Transitions between healthcare settings, such as discharge from hospital to home, represent vulnerable periods for patients—especially those managing chronic diseases—when ensuring continuity of care and effective self-management becomes critical. Unfortunately, many patients face considerable barriers to accessing follow-up care. Nearly one in six adults in the United States lacks a consistent source of medical care, including a primary care provider (PCP), with even lower access among racial and ethnic minority populations [102,103].

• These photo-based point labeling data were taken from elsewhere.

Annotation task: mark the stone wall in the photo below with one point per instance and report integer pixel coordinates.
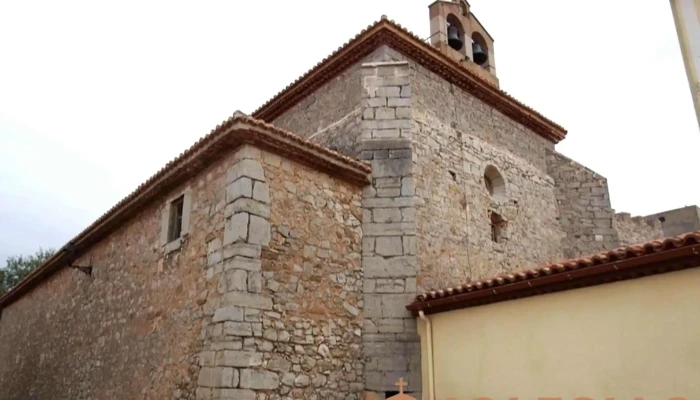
(390, 342)
(261, 298)
(129, 331)
(456, 137)
(342, 136)
(679, 221)
(330, 115)
(284, 313)
(469, 115)
(635, 230)
(584, 207)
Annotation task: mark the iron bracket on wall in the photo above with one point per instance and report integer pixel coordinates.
(70, 248)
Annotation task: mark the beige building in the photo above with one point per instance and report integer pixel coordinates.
(274, 259)
(623, 325)
(686, 15)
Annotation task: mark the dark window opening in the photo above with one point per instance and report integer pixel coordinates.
(393, 393)
(497, 227)
(175, 223)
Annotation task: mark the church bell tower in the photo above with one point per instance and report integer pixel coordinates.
(456, 32)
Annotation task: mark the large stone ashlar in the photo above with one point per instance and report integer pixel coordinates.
(227, 371)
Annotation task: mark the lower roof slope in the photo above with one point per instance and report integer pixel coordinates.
(236, 131)
(658, 256)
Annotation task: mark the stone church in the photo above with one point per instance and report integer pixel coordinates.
(275, 258)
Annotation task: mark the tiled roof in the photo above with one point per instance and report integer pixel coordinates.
(386, 32)
(626, 262)
(239, 129)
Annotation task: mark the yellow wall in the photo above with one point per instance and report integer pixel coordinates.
(630, 339)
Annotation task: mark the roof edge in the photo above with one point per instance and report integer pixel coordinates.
(567, 277)
(387, 32)
(232, 133)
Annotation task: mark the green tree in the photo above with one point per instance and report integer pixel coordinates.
(17, 267)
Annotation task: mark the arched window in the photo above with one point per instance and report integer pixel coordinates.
(495, 184)
(458, 42)
(478, 42)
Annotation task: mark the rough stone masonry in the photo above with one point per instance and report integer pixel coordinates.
(390, 342)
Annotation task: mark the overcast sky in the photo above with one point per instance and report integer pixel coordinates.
(96, 96)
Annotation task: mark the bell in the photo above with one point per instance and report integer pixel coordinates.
(453, 38)
(478, 54)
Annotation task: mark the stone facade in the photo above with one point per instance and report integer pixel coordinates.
(584, 207)
(291, 284)
(456, 138)
(635, 230)
(679, 221)
(130, 330)
(283, 318)
(391, 344)
(262, 298)
(330, 116)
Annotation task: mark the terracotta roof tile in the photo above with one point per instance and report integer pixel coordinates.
(641, 253)
(388, 32)
(237, 130)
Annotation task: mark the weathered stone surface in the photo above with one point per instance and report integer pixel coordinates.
(248, 168)
(250, 300)
(236, 394)
(239, 358)
(258, 379)
(242, 249)
(379, 267)
(633, 230)
(237, 280)
(261, 192)
(242, 187)
(228, 314)
(244, 263)
(215, 377)
(259, 231)
(250, 206)
(389, 246)
(236, 228)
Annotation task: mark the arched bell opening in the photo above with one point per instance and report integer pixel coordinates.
(480, 50)
(455, 33)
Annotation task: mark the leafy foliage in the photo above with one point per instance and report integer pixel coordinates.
(17, 267)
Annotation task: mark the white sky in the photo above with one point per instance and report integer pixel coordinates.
(96, 96)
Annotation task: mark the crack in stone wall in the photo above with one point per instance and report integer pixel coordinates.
(390, 341)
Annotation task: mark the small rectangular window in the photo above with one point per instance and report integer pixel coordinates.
(497, 227)
(175, 222)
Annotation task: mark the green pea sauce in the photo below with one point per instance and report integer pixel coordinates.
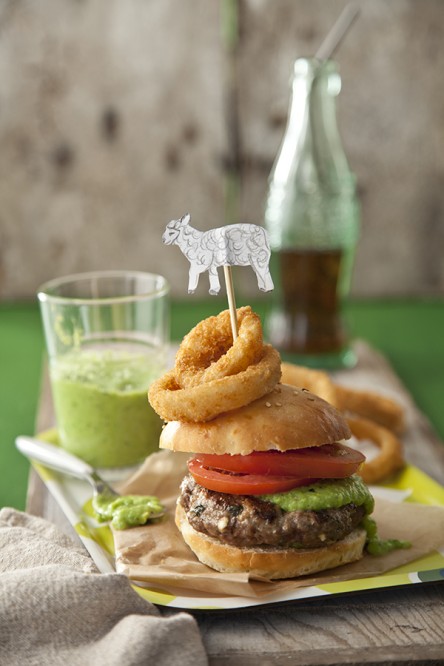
(126, 511)
(377, 546)
(332, 494)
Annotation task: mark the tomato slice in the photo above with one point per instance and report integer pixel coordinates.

Despite growing national initiatives aimed at improving coordination across medical services during care transitions, oral health remains notably under-addressed. This gap is particularly concerning given that 27 million individuals in the US visit a dentist each year without having seen a PCP. This highlights the untapped potential of dental settings to serve as a more comprehensive entry point to overall healthcare. At the same time, chronic diseases such as cardiovascular conditions, chronic obstructive pulmonary disease (COPD), and diabetes are not only leading causes of hospital readmissions but also closely linked to oral health complications, particularly periodontal disease [103,104].
Periodontal disease, ranging from mild gingivitis to advanced periodontitis, is driven by microbial imbalance in the oral cavity and results in local and systemic inflammation. Scientific evidence supports associations between periodontal disease and systemic illnesses. For instance, oral bacteria are implicated in atherosclerosis and stroke risk, while inflammatory mediators released during periodontal disease can worsen lung function in COPD. In diabetes, a bidirectional relationship is well documented: poor glycemic control accelerates oral disease, and conversely, periodontal inflammation can impair metabolic control by promoting insulin resistance [105,106].

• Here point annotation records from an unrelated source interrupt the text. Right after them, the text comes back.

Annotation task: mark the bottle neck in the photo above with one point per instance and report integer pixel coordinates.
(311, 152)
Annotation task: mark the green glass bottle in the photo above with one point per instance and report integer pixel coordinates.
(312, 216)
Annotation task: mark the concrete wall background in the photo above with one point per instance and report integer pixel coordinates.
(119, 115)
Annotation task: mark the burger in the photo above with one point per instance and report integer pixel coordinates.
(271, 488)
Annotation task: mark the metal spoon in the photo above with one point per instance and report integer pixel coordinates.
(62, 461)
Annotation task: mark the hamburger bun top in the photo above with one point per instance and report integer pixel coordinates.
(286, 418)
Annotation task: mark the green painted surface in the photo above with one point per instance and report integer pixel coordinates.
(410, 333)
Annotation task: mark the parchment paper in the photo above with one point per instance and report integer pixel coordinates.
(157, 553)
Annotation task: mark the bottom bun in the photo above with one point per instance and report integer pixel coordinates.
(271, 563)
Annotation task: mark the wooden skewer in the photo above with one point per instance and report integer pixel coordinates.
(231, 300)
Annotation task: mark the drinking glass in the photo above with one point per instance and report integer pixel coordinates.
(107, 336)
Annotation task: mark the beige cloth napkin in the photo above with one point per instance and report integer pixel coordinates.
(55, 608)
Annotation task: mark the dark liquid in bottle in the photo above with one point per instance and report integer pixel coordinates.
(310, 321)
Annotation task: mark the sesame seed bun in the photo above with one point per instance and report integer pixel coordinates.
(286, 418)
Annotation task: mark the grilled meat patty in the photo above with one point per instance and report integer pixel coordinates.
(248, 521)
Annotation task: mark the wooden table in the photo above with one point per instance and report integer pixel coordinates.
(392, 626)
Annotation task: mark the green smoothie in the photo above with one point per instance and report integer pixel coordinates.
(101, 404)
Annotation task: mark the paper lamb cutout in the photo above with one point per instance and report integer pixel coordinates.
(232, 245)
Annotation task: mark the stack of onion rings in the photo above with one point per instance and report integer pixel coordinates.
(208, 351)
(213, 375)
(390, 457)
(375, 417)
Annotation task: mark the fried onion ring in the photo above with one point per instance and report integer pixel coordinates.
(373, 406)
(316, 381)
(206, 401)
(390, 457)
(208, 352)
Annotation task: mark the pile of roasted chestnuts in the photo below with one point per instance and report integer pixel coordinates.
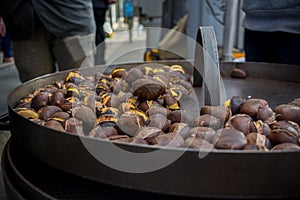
(142, 105)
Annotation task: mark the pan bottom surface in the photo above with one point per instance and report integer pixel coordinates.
(46, 182)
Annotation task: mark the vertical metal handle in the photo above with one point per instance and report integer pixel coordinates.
(207, 69)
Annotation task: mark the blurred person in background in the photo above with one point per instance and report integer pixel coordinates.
(100, 8)
(272, 31)
(128, 16)
(49, 34)
(5, 43)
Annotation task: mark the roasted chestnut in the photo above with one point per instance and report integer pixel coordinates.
(170, 139)
(27, 113)
(74, 126)
(221, 112)
(198, 143)
(54, 125)
(288, 112)
(241, 122)
(205, 120)
(284, 132)
(286, 147)
(40, 100)
(178, 116)
(180, 128)
(146, 88)
(86, 116)
(235, 104)
(133, 74)
(250, 106)
(261, 141)
(103, 132)
(204, 133)
(159, 121)
(47, 111)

Given these interdependencies, medications used to manage chronic conditions also require closer scrutiny. Many drugs contribute to oral side effects such as dry mouth (xerostomia), which alters the oral microbiome and increases the risk of caries and periodontal damage. Without integrated care approaches, these interactions often go unrecognized, limiting the effectiveness of systemic disease management [107,108].

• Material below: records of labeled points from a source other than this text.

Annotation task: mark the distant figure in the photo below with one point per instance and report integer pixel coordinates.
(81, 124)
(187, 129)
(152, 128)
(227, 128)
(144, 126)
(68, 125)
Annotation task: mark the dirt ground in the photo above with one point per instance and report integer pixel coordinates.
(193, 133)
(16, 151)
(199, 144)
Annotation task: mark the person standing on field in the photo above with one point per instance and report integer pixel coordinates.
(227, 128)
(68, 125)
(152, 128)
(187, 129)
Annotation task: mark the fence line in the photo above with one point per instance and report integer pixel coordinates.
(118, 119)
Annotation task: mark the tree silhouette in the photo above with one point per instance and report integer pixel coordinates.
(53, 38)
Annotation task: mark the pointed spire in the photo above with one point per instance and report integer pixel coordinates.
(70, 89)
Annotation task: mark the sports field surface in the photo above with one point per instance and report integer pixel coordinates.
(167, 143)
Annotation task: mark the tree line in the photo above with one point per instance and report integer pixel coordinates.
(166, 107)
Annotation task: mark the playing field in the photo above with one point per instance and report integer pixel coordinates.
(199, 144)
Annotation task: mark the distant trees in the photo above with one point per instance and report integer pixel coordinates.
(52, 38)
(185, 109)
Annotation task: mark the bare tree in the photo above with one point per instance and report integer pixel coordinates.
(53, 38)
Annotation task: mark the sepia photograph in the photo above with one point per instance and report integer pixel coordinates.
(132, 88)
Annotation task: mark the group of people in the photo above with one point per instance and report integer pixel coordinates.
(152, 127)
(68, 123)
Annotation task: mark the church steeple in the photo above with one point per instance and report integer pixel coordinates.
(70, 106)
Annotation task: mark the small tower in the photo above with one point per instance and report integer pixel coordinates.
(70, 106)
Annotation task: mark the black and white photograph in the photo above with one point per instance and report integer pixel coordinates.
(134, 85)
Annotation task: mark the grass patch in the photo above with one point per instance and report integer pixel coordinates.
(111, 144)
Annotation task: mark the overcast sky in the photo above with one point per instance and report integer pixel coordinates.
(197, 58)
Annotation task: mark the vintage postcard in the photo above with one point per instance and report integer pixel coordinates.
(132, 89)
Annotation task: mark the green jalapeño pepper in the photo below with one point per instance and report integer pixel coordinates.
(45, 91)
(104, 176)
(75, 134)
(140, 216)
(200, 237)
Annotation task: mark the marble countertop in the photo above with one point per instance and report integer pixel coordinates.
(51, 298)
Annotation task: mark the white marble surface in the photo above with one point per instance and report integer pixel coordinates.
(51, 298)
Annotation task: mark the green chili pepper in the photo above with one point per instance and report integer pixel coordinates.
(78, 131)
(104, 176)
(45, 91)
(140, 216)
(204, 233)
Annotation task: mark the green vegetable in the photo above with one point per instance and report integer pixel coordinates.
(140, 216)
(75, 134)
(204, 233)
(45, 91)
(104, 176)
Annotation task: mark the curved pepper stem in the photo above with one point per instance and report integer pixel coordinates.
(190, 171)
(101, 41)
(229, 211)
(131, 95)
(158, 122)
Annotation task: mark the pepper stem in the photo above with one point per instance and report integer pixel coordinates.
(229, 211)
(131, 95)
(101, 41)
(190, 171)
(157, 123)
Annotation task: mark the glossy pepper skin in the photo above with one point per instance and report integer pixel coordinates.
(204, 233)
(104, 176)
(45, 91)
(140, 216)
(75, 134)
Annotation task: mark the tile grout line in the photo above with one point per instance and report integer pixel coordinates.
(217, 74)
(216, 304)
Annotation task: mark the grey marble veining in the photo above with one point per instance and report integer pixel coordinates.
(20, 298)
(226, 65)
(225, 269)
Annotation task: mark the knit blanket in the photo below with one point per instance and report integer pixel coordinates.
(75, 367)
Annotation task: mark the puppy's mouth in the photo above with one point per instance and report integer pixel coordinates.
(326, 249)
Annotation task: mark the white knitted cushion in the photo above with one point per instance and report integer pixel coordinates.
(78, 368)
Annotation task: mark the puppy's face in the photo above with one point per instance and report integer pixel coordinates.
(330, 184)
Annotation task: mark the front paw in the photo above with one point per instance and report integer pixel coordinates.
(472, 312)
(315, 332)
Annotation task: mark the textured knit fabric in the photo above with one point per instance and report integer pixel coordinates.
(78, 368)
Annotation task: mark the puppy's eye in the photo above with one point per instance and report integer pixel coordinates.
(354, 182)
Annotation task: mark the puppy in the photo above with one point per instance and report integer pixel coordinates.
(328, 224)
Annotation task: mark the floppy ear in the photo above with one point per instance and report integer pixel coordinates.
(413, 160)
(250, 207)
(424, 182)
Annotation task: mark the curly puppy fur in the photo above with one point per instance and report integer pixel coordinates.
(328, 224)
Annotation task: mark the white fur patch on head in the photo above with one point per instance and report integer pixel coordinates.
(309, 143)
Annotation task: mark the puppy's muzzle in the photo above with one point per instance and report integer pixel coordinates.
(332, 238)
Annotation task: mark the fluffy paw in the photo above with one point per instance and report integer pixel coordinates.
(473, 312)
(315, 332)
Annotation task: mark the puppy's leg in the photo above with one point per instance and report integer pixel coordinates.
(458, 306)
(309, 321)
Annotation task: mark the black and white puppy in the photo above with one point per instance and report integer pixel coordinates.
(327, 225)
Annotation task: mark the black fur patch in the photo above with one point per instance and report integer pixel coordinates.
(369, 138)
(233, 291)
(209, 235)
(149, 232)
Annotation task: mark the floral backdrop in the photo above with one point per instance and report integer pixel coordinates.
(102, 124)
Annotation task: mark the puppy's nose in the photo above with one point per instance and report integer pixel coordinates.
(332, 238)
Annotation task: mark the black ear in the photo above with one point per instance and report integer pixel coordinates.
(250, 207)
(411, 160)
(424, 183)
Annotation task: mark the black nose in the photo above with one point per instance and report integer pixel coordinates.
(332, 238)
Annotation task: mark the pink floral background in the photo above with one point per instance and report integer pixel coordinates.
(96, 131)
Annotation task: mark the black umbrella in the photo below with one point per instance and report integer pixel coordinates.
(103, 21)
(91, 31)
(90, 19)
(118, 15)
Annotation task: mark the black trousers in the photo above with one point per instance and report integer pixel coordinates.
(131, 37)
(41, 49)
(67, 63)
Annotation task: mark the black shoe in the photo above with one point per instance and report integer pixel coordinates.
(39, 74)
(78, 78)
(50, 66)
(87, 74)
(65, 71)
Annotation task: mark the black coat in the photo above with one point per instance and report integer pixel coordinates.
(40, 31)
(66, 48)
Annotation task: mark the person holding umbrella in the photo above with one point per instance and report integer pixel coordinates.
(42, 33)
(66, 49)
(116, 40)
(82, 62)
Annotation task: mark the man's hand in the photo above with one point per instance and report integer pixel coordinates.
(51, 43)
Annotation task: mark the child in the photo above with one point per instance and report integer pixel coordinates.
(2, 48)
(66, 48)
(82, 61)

In response to these challenges, the University of North Carolina’s Adams School of Dentistry (ASOD), in collaboration with the Eshelman School of Pharmacy (ESOP), has pioneered an interprofessional care model by integrating pharmacists into the dental clinic setting [109]. Originally launched through a student-led research initiative on diabetes and oral health, the program has evolved to offer comprehensive pharmacy consultation services. These include medication reconciliation, assessment of therapy safety (especially anticoagulants and insulin), evaluation of chronic disease control, and patient education tailored to both oral and systemic health [77,110].
Another recent study highlights a clear association between poor oral health and increased cardiovascular mortality in elderly populations. Specifically, tooth loss and periodontal disease were consistently linked with a higher risk of death from cardiovascular causes, independent of traditional risk factors. In the HABC cohort, periodontal disease was significantly associated with cardiovascular mortality (subdistribution HR ≈ 1.49), even after adjusting for competing health risks. These findings suggest that compromised oral health may contribute to systemic inflammation and vascular dysfunction, supporting the hypothesis that maintaining good dental hygiene and periodontal health could play a preventive role in reducing cardiac risk in aging individuals [50].
Pharmacy consultations are integrated directly into dental visits and span six types, from basic medication history reviews to targeted clinical inquiries. This collaborative framework has not only improved patient outcomes but also enriched the educational experience of both pharmacy and dental students, promoting a deeper understanding of oral–systemic health connections [111,112].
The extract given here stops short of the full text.